In [1]: x = set()
In [2]: pos = collections.namedtuple('Position', ['x','y'])
In [4]: x.add(pos(1,1))
In [5]: x
Out[5]: {Position(x=1, y=1)}
In [6]: pos(1,1) in x
Out[6]: True
In [8]: pos(1,2) in x
Out[8]: False
I was not expecting Line 6 pos(1,1) in x to work. Since it does seem that pos(1,1) creates an object with a different object id every time.
In [9]: id(pos(1,1))
Out[9]: 140290954200696
In [10]: id(pos(1,1))
Out[10]: 140290954171016
How does the set in operator work on named tuples in this case? Does it check the contents of namedtuple?
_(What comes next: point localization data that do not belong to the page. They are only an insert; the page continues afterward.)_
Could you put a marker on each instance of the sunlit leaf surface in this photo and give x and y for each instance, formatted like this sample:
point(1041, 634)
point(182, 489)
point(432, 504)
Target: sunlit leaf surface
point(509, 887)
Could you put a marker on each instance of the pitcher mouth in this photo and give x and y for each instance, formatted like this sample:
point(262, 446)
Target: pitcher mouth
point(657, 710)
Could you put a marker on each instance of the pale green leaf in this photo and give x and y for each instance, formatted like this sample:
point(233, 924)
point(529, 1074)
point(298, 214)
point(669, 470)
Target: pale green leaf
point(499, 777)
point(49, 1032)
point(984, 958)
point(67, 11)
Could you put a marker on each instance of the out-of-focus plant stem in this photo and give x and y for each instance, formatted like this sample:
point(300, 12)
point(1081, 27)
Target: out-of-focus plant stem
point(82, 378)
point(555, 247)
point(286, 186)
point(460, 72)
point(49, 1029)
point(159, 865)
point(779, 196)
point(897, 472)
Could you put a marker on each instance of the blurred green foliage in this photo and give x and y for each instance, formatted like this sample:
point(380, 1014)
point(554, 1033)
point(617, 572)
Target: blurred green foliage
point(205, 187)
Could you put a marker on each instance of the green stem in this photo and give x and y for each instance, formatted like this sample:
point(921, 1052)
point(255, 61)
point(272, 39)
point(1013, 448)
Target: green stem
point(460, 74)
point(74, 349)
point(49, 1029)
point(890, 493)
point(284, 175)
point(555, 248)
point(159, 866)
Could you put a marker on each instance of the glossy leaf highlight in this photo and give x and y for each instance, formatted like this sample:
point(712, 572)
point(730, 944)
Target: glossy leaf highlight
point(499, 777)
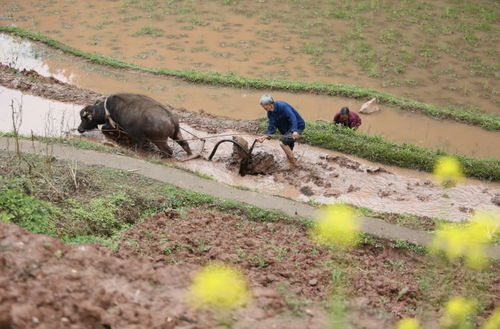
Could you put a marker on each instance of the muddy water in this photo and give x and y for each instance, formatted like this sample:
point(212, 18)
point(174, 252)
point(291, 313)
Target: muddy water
point(329, 177)
point(395, 125)
point(375, 44)
point(322, 177)
point(35, 115)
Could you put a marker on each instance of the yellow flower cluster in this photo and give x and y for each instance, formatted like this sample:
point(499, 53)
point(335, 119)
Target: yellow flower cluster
point(457, 312)
point(337, 225)
point(219, 287)
point(448, 171)
point(494, 321)
point(469, 241)
point(408, 323)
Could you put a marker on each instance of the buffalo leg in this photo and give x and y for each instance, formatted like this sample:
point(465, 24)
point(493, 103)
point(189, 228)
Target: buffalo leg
point(180, 140)
point(163, 146)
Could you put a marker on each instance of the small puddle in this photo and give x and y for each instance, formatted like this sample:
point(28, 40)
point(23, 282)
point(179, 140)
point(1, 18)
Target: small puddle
point(395, 125)
point(35, 115)
point(328, 176)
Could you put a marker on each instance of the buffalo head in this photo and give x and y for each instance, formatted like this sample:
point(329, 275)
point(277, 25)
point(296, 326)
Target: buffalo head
point(90, 119)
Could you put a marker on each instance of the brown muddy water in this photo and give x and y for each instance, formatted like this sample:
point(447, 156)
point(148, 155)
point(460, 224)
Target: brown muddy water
point(323, 176)
point(395, 125)
point(440, 52)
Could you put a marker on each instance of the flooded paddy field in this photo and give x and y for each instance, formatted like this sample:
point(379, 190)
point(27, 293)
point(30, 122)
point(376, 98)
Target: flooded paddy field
point(440, 52)
point(322, 177)
point(113, 249)
point(391, 123)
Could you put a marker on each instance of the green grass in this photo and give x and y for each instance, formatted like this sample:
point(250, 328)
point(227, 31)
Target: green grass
point(375, 148)
point(40, 197)
point(365, 58)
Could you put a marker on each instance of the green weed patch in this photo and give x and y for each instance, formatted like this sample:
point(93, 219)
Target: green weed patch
point(377, 149)
point(470, 116)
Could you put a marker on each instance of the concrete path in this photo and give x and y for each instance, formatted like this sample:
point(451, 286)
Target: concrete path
point(185, 180)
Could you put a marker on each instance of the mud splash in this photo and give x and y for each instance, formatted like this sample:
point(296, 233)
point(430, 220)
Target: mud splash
point(328, 177)
point(395, 125)
point(323, 176)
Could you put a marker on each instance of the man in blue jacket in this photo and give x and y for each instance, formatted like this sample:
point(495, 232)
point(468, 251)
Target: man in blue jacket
point(287, 120)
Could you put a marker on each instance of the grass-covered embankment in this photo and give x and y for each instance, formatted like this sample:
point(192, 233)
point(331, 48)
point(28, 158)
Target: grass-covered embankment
point(377, 149)
point(470, 116)
point(85, 204)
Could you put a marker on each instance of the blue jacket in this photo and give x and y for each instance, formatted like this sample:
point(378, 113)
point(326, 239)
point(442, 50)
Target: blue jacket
point(285, 118)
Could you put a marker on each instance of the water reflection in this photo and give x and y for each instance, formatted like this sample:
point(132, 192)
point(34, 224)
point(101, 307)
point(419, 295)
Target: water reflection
point(22, 54)
point(394, 125)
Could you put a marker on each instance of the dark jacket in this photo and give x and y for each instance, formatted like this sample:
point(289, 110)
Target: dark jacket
point(285, 118)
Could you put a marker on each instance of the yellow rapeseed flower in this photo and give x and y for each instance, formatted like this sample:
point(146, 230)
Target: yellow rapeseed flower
point(448, 171)
point(219, 287)
point(337, 225)
point(468, 241)
point(452, 240)
point(408, 323)
point(457, 312)
point(493, 321)
point(484, 226)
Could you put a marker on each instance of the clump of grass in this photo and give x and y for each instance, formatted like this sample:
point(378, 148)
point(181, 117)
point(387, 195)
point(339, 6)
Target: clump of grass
point(375, 148)
point(148, 30)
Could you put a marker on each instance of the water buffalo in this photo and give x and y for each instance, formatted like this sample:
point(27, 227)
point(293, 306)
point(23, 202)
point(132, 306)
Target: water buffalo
point(137, 118)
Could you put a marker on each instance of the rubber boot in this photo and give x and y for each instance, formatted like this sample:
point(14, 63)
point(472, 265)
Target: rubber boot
point(289, 155)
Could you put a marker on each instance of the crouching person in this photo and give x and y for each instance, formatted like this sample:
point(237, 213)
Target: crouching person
point(287, 120)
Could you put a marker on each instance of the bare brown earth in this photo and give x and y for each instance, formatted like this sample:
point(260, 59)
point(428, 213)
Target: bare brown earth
point(321, 176)
point(48, 284)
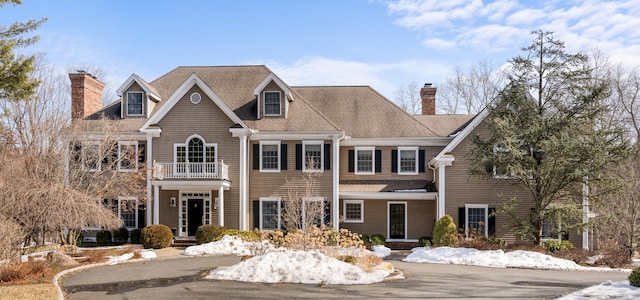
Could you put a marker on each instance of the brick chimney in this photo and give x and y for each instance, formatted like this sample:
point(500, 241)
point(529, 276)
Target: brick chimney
point(86, 94)
point(428, 95)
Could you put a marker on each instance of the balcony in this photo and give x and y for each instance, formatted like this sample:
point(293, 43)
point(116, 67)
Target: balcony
point(218, 170)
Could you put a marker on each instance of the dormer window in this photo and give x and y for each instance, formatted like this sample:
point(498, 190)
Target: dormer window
point(134, 104)
point(272, 104)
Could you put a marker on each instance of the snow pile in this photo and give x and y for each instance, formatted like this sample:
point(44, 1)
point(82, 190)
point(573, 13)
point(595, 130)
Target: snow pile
point(606, 290)
point(293, 266)
point(381, 250)
point(495, 258)
point(228, 245)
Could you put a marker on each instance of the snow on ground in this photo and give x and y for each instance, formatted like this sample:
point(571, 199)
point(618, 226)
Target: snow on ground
point(496, 258)
point(294, 266)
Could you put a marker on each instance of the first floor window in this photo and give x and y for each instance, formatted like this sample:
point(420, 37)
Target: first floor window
point(269, 214)
point(408, 160)
point(353, 211)
point(477, 219)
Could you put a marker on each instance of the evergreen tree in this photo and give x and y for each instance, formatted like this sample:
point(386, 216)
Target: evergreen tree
point(15, 83)
point(545, 136)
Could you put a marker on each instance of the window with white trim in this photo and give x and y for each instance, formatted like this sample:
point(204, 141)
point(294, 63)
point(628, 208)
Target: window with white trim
point(312, 211)
point(270, 217)
point(128, 211)
point(313, 156)
point(353, 211)
point(127, 156)
point(408, 160)
point(135, 105)
point(477, 218)
point(365, 158)
point(269, 156)
point(272, 103)
point(90, 153)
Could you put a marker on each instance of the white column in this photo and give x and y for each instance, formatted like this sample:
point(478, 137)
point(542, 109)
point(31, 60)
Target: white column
point(335, 205)
point(156, 205)
point(149, 174)
point(221, 206)
point(244, 183)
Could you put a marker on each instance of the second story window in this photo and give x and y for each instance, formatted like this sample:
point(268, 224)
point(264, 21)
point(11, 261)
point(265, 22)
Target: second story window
point(408, 160)
point(134, 104)
point(271, 103)
point(365, 156)
point(269, 156)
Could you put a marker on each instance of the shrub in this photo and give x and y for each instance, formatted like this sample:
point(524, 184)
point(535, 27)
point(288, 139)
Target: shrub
point(557, 245)
point(103, 238)
point(365, 238)
point(634, 277)
point(208, 233)
point(135, 236)
point(378, 239)
point(444, 232)
point(425, 241)
point(121, 235)
point(156, 236)
point(247, 236)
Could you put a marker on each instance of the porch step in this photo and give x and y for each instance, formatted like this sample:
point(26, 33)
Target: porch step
point(183, 243)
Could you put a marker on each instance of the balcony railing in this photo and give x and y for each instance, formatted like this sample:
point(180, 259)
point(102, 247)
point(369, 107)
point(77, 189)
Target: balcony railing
point(187, 170)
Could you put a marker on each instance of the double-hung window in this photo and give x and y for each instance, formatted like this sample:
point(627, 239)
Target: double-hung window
point(365, 158)
point(270, 213)
point(269, 156)
point(477, 219)
point(272, 103)
point(353, 211)
point(408, 160)
point(313, 156)
point(127, 156)
point(134, 104)
point(90, 154)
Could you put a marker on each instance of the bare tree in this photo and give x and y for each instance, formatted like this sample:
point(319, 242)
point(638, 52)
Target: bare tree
point(45, 196)
point(470, 92)
point(408, 98)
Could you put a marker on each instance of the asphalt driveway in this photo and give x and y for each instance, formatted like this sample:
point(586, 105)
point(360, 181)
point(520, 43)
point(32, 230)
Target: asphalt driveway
point(180, 277)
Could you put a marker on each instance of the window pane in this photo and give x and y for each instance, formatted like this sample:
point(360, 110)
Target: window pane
point(407, 160)
point(365, 161)
point(134, 103)
point(269, 157)
point(476, 217)
point(272, 103)
point(353, 211)
point(270, 215)
point(313, 157)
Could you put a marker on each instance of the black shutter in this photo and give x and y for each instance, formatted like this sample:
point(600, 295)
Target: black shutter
point(492, 222)
point(351, 161)
point(283, 156)
point(394, 161)
point(256, 156)
point(256, 214)
point(299, 157)
point(327, 156)
point(461, 219)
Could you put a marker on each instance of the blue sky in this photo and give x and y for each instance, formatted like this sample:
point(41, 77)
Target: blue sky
point(384, 44)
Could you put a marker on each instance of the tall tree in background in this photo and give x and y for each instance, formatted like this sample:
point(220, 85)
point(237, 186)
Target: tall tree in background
point(15, 82)
point(546, 135)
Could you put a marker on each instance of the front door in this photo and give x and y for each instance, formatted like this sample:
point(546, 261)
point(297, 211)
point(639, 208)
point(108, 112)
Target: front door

CodePudding user response:
namedtuple is not special. The element should be exactly equal(__eq__) and must have similar hash to pass the containment.
>>> hash(pos(1, 1))
8389048192121911274
>>> pos(1, 1) == pos(1, 1)
True
If you are interested see the implementation here, set().__contains__(y) first have to compute the hash value of y.
static int
set_contains_key(PySetObject *so, PyObject *key)
{
Py_hash_t hash;
if (!PyUnicode_CheckExact(key) ||
(hash = _PyASCIIObject_CAST(key)->hash) == -1) {
hash = PyObject_Hash(key);
if (hash == -1)
return -1;
}
return set_contains_entry(so, key, hash);
}
but computing hash alone does not says whether the element are equal. For example
>>> hash(-1)
-2
>>> hash(-2)
-2
Which means that if the hash values are equal then __eq__ check is required to confirm if the elements are exactly equal.
Please note that my answer is purely based on Cpython implementation.
CodePudding user response:
A tuple of hashable objects is hashable, so it can be used as a member of a set and therefore pass the in check.
Since you are using numbers as tuple values, which are obviously hashable, there is no problem hashing the entire tuple.